Par Dr Dieth Alexis | Vienne Autriche
Il est heureux pour la Côte d’ivoire que la formule du gouvernement d’union nationale conseillée autant par l’UA que par les soutiens occidentaux du nouveau Président n’aie pas été retenue. La composition du nouveau gouvernement uniquement par le parti majoritaire est de bon augure pour la démocratie ivoirienne naissante.
En démocratie, deux voies sont incontournables pour accéder au gouvernement de l’Etat. La première voie consiste à conquérir le pouvoir, à prendre le gouvernement en obtenant la majorité du suffrage lors de l’élection présidentielle. La seconde voie consiste à avoir passé, avant l’élection, une alliance avec le parti devenu majoritaire à l’élection présidentielle. A défaut d’avoir pu obtenir la majorité du suffrage et d’avoir pu conquérir le pouvoir, les partis minoritaires n’ont d’autres solutions que de jouer leur rôle citoyen, en cherchant à conquérir des sièges aux élections législatives et communales. A moins d’avoir constitué, avant les élections, une alliance avec le parti majoritaire comme l’ont fait les partis composant le RHDP, rares sont dans le monde, les pays démocratiques authentiques où l’on voit les partis, minoritaires au terme de l’élection présidentielle, réclamer des portefeuilles ministériels et participer au nouveau gouvernement avant les élections législatives qui imposent une recomposition du gouvernement. Si tant est que l’intervention de l’ONU et des forces françaises étaient destinée à imposer le respect du verdict des urnes et la démocratie, à quoi aurait servi le fait d’intégrer dans un exécutif d’obédience libéral des membres d’un parti socialiste avant les élections législatives qui devraient seules imposer légalement et légitimement cette intégration alors que le FPI a lui-même reconnu clairement la victoire du RHDP ? Le FPI, parti nationaliste et socialiste, pouvait-il animer l’opposition en participant, en même temps, à l’exercice du pouvoir dans le gouvernement avec le parti majoritaire libéral et internationaliste ?

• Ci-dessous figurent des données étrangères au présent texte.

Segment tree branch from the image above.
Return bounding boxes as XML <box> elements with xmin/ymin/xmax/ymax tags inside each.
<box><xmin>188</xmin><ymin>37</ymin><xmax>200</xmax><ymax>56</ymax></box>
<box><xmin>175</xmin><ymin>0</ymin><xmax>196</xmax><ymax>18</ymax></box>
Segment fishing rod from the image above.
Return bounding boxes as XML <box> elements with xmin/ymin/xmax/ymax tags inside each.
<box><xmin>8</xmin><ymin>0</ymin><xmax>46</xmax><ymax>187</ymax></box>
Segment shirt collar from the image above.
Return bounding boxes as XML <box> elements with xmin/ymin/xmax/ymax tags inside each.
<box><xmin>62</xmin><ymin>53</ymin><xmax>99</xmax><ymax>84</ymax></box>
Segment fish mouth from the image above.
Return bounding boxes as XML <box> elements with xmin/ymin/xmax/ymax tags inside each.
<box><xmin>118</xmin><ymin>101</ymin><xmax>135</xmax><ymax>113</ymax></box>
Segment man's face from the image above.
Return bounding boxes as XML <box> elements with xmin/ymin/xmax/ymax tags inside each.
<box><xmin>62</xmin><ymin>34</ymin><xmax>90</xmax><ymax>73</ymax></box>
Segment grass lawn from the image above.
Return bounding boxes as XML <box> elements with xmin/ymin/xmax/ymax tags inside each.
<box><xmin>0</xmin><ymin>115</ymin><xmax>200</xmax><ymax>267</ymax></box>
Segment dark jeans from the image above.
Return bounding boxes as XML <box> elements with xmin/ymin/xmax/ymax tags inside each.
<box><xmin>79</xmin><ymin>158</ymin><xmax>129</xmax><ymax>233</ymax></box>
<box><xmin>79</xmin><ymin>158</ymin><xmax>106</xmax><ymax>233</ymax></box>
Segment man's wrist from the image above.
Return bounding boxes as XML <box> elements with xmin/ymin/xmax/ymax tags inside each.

La formation d’un gouvernement constitué exclusivement par le parti majoritaire recentre donc la compétition politique sur la concurrence des idéologies et des projets de société des partis. Le consensus de la classe politique et des populations est amené, ainsi, à se définir sur les projets de sociétés, sur la défense de l’intérêt général, et sur les principes et les valeurs de la démocratie. Le refus responsable de la mauvaise formule que constituait le gouvernement d’union nationale formule conseillée autant par ses soutiens occidentaux que par l’UA atteste le souci du président de la république d’affirmer sa liberté en opérant les choix qui conviennent aux intérêts souverains de la Côte d’Ivoire. Et s’il apparaissait que la formule finalement retenue de la composition du nouveau gouvernement résultait accidentellement du refus du FPI, dicté par son souci d’obtenir l’impunité de ses membres emprisonnés en les soustrayant aux poursuites judicaires, cette issue heureuse aura été une pure bénédiction pour la Côte d’Ivoire. Le refus de la formule du gouvernement d’union national qui est en fait la formule de la confusion des programmes politiques et de la désunion, permet d’affirmer clairement le programme libéral du parti majoritaire et de rétablir la responsabilité politique dans la formule authentique de la démocratie. L’espace politique de l’opposition est ainsi pleinement réservé aux partis minoritaires qui doivent s’engager dans la compétition politique en proposant au peuple ivoirien une idéologie et un projet de société différents et intéressants.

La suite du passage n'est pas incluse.